7  Reduce collection to image

Author

Andres Patrignani

Published

March 16, 2024

Often times we are interested in summarizing a collection of images into a single image. Reducers in Google Earth Engine (GEE) are functions that aggregate data, enabling the computation of summary metrics over images, image collections, or features.
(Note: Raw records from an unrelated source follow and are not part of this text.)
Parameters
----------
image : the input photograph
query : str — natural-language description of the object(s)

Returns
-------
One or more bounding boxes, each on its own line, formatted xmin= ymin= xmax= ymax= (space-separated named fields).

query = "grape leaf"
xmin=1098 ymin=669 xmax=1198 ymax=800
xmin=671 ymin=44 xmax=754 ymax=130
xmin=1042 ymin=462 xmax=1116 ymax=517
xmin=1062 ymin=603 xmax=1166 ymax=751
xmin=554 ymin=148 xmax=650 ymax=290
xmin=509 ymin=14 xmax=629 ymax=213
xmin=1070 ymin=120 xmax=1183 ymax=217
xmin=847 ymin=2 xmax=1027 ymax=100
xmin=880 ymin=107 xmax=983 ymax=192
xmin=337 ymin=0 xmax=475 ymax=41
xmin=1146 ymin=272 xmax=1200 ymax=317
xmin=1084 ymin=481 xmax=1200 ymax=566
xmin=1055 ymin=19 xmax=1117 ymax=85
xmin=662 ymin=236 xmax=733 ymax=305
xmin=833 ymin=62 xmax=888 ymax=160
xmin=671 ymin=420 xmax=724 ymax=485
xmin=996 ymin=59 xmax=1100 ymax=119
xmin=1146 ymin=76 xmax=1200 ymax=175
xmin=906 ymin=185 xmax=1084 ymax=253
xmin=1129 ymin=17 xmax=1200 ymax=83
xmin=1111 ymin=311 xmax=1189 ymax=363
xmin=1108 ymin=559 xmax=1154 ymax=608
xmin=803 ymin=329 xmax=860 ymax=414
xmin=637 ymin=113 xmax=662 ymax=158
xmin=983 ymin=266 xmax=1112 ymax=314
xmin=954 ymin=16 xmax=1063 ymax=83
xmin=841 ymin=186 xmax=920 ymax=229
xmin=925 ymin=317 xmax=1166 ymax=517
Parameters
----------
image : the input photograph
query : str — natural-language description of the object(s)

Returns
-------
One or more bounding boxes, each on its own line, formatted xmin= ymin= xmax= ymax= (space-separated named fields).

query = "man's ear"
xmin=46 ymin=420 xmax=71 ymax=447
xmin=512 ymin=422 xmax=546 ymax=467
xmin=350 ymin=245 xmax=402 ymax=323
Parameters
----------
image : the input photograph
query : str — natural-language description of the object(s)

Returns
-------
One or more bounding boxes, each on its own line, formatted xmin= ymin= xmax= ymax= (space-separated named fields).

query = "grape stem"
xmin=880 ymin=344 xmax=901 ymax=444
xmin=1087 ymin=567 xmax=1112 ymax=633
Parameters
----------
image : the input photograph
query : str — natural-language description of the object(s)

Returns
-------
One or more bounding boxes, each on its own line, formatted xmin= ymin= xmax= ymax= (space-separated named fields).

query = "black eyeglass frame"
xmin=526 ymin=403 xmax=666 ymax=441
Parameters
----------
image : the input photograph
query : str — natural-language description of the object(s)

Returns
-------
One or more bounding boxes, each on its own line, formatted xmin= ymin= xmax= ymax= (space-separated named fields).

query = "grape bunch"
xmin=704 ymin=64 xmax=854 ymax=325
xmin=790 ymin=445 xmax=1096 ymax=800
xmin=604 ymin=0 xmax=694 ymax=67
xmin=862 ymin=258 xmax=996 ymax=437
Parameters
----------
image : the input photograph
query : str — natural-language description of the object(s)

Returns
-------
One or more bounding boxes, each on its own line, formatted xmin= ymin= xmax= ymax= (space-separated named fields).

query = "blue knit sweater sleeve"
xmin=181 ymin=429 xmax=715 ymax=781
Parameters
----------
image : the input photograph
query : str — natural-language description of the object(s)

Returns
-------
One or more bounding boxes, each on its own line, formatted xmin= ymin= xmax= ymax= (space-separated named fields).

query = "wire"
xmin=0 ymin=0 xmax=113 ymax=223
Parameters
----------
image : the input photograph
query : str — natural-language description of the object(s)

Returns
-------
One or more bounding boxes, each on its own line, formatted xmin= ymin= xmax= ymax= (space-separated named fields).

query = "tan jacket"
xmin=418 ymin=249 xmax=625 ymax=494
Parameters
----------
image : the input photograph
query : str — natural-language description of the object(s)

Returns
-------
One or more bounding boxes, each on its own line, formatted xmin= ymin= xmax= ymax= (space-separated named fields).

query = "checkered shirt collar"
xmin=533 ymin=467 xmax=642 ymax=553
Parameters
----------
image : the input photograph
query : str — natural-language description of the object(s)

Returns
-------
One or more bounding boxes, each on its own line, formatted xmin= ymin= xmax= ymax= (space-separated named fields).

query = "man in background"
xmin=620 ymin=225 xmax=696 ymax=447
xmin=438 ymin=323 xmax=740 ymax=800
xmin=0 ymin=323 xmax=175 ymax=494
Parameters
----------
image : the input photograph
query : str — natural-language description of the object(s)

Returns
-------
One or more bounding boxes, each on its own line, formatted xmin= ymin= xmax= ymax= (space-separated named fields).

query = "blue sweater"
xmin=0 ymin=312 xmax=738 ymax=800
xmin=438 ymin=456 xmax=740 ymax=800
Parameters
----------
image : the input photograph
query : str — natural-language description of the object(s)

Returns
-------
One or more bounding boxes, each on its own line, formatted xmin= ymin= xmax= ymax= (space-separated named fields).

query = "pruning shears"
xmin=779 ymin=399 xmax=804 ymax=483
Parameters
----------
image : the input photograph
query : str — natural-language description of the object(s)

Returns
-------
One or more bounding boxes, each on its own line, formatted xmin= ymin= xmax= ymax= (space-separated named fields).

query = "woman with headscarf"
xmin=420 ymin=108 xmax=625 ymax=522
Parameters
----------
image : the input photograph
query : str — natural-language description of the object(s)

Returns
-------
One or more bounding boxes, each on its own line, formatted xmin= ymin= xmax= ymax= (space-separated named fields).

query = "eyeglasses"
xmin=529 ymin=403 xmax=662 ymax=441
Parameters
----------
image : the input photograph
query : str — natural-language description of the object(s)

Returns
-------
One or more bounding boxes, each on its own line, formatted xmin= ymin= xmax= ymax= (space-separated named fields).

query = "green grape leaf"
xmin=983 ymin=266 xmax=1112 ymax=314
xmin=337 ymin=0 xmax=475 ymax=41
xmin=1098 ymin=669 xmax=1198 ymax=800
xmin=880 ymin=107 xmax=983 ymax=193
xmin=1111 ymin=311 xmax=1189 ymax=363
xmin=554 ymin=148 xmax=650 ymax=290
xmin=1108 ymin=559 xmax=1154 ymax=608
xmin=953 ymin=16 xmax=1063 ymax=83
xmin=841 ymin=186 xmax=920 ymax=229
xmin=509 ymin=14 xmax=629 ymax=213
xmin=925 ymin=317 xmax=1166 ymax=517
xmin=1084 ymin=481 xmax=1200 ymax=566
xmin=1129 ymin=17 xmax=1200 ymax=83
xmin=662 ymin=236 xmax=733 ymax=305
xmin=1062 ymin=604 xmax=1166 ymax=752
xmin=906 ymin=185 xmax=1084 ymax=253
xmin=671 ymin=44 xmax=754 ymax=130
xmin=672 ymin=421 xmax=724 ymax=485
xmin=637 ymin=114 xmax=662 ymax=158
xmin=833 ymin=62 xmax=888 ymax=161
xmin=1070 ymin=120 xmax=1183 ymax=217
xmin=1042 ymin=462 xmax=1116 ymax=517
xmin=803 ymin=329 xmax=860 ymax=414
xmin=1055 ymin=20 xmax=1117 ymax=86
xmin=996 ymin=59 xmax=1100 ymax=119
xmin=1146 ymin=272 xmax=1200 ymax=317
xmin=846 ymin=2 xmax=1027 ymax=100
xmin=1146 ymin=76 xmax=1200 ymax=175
Reducers can summarize data spatially, temporally, or across bands, making them powerful tools for analyzing and synthesizing large geospatial datasets.

# Import modules
import ee
import numpy as np
import pandas as pd
import requests
import xarray as xr
import matplotlib.pyplot as plt
from matplotlib import colors, colormaps
# Authenticate
#ee.Authenticate()

# Initialize GEE API
ee.Initialize()
Enter verification code:  4/1AeaYSHBA-wx2JH7WUrIPlqFJLl5hQclgx2j_aR1wvF__IblMf1jougLKlak

Successfully saved authorization token.

Define helper functions

# Define function to save images to the local drive 
def save_geotiff(ee_image, filename, crs, scale, geom, bands=[]):
    """
    Function to save images from Google Earth Engine into local hard drive.
    """
    image_url = ee_image.getDownloadUrl({'region': geom,'scale':scale, 
                                         'bands': bands,
                                         'crs': f'EPSG:{crs}', 
                                         'format': 'GEO_TIFF',
                                         'formatOptions': {'cloudOptimized': True,
                                                           'noDataValue': 0}})
    
    # Request data using URL and save data as a new GeoTiff file
    response = requests.get(image_url)
    with open(filename, 'wb') as f:
        f.write(response.content)
        return print('Saved image')

Example 1: Sum reducers

The sum reducer adds up all the values it encounters. This is useful for calculating total rainfall, snowfall, or any other cumulative measure over an area. IN this example we will compute the annual precipitation in 2023 across Oklahoma.

# Read US states
US_states = ee.FeatureCollection("TIGER/2018/States")

# Select Kansas
region = US_states.filter(ee.Filter.eq('NAME','Oklahoma'))

# Create mask
mask = ee.Image.constant(1).clip(region).mask()
Note

The clip() method only affects the visualization of the image in Google Earth Engine. To ensure the image is clipped in the exported GeoTIFF, we need to explicitly apply the mask.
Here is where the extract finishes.